After reading Republican State Rep. Randy Fine’s social media posts about the alleged assault on Thursday, police in the eastern coast city of Melbourne, just south of Cape Canaveral, assigned two detectives to investigate the allegations, though they said they had received no previous word of an attack.

Fine told The Associated Press on Friday that some parents approached him, saying a teacher at the school told them about the incident but that the teacher was “afraid to go public because of fear of retaliation by the school district.”

Brevard Public Schools spokesperson Russell Bruhn disputed Fine’s allegations. “There was no attack. No victim, no witness, no parents coming forward, nothing,” he told the AP. “Rep. Fine owes our staff at Johnson Middle School an apology for making this baseless allegation.”

Fine, a Republican lawmaker known for fiery floor speeches marked by indignation, drew a national spotlight earlier this year when he sponsored a bill to dissolve the private government Walt Disney World controls on its property in Florida as punishment for the company’s opposition to a new law barring gender identity instruction in early grades that critics called “Don’t Say Gay.”

The reports began circulating on Wednesday, and Florida Today reported Thursday that Fine had sent a letter to Florida Education Commissioner Manny Diaz seeking an investigation into reports that a transgender student — granted access to the girl’s bathroom through the district’s open bathrooms policy — had assaulted a female student over the summer.

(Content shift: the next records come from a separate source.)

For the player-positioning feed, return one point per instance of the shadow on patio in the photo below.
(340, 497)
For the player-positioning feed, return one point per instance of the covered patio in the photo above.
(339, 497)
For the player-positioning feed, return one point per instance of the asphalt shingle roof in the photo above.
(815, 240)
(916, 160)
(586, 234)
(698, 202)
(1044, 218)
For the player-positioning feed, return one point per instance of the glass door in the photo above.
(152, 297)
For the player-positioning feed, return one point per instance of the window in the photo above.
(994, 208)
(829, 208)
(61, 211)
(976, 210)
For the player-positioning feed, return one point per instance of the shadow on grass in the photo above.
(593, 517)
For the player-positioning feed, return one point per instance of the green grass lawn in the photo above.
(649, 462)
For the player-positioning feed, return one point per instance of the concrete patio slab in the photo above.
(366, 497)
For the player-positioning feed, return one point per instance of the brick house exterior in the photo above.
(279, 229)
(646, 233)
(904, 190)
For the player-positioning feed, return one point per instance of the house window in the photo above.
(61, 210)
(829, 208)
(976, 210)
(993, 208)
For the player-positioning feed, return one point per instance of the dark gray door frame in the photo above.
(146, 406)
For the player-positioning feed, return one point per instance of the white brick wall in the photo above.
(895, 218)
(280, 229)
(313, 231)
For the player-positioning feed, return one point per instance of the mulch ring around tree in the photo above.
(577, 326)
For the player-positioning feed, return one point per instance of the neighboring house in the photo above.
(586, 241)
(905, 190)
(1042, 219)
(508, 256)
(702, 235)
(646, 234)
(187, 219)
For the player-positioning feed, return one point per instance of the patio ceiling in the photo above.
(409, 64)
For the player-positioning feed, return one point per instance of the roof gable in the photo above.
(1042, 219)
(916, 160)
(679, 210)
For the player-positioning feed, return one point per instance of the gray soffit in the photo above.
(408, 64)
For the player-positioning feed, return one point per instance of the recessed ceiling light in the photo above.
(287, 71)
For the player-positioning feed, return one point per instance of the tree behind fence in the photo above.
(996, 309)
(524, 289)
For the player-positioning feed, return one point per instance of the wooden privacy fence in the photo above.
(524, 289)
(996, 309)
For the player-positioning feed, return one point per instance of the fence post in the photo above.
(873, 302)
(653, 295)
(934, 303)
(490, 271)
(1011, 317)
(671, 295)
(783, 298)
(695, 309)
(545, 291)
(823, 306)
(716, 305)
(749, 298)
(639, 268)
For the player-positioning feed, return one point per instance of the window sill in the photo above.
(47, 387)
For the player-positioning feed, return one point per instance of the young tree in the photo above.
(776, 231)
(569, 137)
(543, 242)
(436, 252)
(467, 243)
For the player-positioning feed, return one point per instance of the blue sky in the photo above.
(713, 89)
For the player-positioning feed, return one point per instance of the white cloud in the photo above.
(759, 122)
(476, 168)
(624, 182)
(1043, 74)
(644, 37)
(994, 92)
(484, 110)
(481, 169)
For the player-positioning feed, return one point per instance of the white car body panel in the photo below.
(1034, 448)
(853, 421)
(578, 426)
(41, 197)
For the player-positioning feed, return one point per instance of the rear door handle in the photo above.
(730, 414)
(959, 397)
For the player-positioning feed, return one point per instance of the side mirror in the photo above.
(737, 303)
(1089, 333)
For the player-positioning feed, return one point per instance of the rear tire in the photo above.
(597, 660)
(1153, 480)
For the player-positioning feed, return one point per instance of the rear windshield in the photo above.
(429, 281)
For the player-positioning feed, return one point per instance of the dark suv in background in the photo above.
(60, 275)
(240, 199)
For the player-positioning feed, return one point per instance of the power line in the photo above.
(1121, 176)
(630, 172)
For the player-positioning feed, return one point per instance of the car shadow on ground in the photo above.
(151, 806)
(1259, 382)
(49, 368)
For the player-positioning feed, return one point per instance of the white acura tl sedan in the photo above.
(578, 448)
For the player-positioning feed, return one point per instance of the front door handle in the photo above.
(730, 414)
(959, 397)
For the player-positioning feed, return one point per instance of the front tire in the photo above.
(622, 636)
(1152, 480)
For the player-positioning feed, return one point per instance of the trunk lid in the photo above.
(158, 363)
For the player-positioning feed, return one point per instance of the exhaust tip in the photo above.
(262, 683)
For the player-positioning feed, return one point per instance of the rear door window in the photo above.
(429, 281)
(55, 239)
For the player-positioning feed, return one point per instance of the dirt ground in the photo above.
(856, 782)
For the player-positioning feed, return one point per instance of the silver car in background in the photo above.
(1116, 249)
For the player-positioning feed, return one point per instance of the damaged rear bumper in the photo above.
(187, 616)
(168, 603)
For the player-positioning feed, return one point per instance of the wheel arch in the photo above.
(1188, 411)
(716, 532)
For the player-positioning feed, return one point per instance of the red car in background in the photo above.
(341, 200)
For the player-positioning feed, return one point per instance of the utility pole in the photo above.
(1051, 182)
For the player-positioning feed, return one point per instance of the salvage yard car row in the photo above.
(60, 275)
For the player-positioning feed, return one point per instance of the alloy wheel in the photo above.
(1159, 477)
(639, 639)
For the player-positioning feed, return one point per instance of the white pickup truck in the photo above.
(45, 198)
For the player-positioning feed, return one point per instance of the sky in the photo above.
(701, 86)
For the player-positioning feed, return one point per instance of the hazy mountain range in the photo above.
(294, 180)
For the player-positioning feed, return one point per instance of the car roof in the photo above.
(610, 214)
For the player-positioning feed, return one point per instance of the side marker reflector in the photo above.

Melbourne police spokesperson Shaun Hill said the department received no reports of a sexual assault at the school over the summer. But he said Friday that the department, after seeing Fine’s social media posts, contacted him to ask for more information about the alleged incident, and assigned two detectives to the case. Hill said the investigation has just started and there is no further information available.

“I would assume that Rep. Fine would be eager to talk to the police himself and will also be eager to provide police with access to the concerned parents who have gone to him with this false information,” said Bruhn, the school district spokesperson.

In the letter to the education commissioner, Fine said parents have been “stonewalled” in their inquiries to the school district, including requests for public records.

Students attending summer school at Johnson were escorted to restrooms by adults during summer school because of ongoing construction, Bruhn told Florida Today, which first reported the story. He said students from other district schools were also attending classes there and were unfamiliar with the campus layout.